Na Solenidade do santo Natal, na segunda leitura da Missa da Aurora, a Igreja, olhando o Presépio, faz-nos escutar as palavras de São Paulo a Tito: “Manifestou-se a bondade de Deus nosso Salvador, e o Seu amor pelos homens. Ele salvou-nos, não por causa dos atos de justiça que tivéssemos praticado, mas por Sua misericórdia...” (Tt 3,4s). O Menino que veio viver entre nós, Jesus, nosso Senhor, é a bondade de Deus, é a Sua salvação misericordiosa...
Estas palavras são maravilhosamente ilustradas pela liturgia deste Domingo. Hoje, o Cristo nos é apresentado como a própria bondade, a própria ternura misericordiosa do Pai dos Céus, do nosso Deus.
Aquilo que já fora prefigurado por Moisés, intercedendo pelo povo pecador, na primeira leitura; aquilo que, na segunda leitura, São Paulo pregou e experimentou na própria vida: “Cristo veio ao mundo para salvar os pecadores. E eu sou o primeiro deles!” – tudo isso nós tocamos nas três parábolas da misericórdia do capítulo XV do Evangelho de São Lucas.

Sigamos a narrativa. Por que Jesus contou essas parábolas? Porque “os publicanos e pecadores aproximavam-se Delepara O escutar. Os fariseus, porém, e os escribas criticavam Jesus: ‘Este homem acolhe os pecadores e faz refeição com eles’.”
Aqui está: Jesus nosso Senhor era um fio de esperança para aqueles considerados perdidos, metidos no pecado, sem jeito nem solução... Os publicanos, as prostitutas, os ignorantes, os pequenos e desprezados, gente sem preparo e sem cultura teológica estavam aproximando-se de Jesus para escutá-Lo; viam Nele a ternura e a misericórdia de Deus. Os escribas e fariseus – homens praticantes e doutores da Lei – criticavam Jesus por isso. Ele Se misturava com os impuros, Ele acolhia a gentalha e os pecadores.
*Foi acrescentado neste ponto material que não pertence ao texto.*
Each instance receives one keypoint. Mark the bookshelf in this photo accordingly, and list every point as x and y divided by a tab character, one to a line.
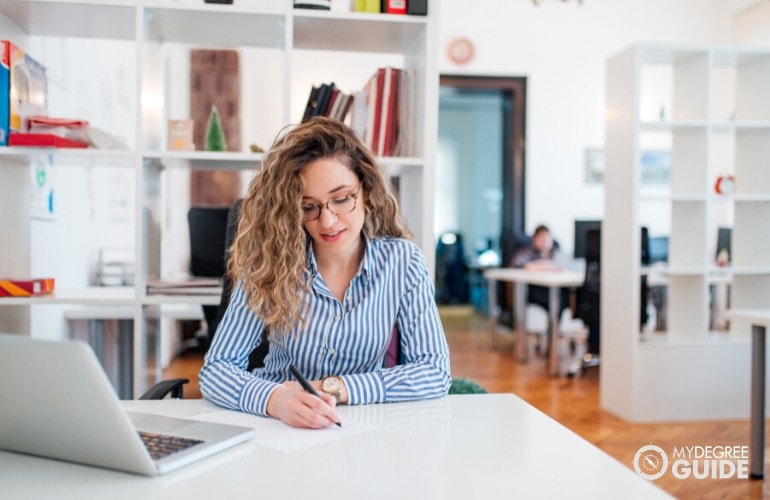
295	48
707	105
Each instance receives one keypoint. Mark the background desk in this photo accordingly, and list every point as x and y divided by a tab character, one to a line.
458	447
553	280
760	321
Pois bem, foi para esses doutores que Jesus contou as parábolas, para mostrar-lhes que o Coração do Pai é ternura, é amor, é vida, é amplo como uma casa grande... Ora, o agir do Senhor nosso nada mais era que um reflexo, um sacramento do amor do próprio Deus de Israel, a Quem Jesus chamava de Pai: “Quem Me vê, vê o Pai; Eu estou no Pai e o Pai está em Mim! O Pai, que permanece em Mim, realiza Suas obras. Crede-Me: Eu estou no Pai e o Pai está em Mim!” (Jo 14,9.10b-11)
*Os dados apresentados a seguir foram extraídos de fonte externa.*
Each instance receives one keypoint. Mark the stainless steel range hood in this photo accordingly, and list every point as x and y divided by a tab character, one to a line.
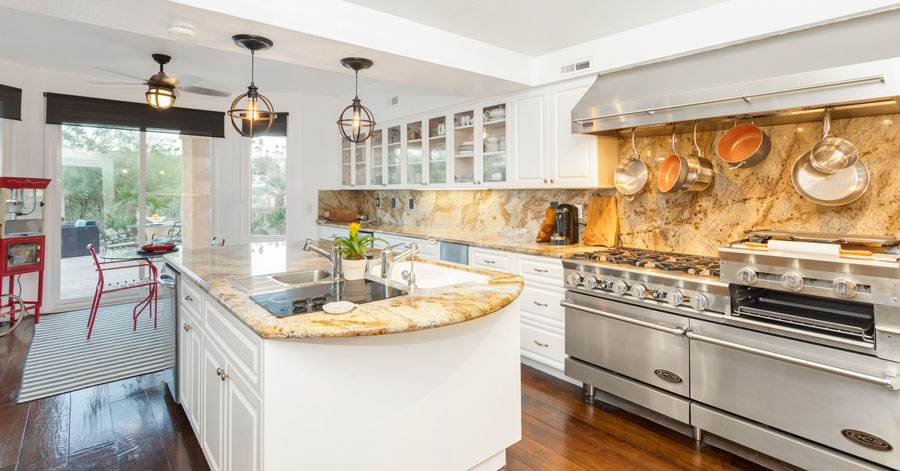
615	103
O Pai Se alegra, porque Jesus, o Bom Pastor, era capaz de deixar noventa e nove ovelhas para ir atrás daquela que se perdera totalmente, até encontrá-la!
O convite que Jesus estava fazendo aos escribas e fariseus era claro: “Alegrai-vos Comigo! Encontrei a Minha ovelha que estava perdida!”Alegrai-vos, porque o Coração do Pai está feliz: Ele não quer a morte do pecador, mas que se converta e tenha a Vida!
Do mesmo modo, na parábola da dracma perdida: Deus é como aquela mulher que acende a lâmpada e varre cuidadosamente a casa até encontrar sua moedinha. E não descansa até encontrá-la! Quando a encontra, como Deus, quando encontra o pecador, ela exclama: “Alegrai-vos comigo! Encontrei a moeda que havia perdido!”
O Deus que Jesus nos revela, o Deus a quem Ele chamava de Pai é assim: bom, compassivo, misericordioso, preocupado conosco e com cada um de nós, persistente, teimoso, perseverante no Seu amor por nós! Ele somente é glorificado quando estamos de pé, quando estamos bem, quando somos felizes. Mas, não há felicidade verdadeira para nós, a não ser juntinho Dele, que é o Pai de Jesus e nosso Pai. É isso que Jesus inculca com a terceira parábola, a mais bela de todas: o Pai e os dois filhos.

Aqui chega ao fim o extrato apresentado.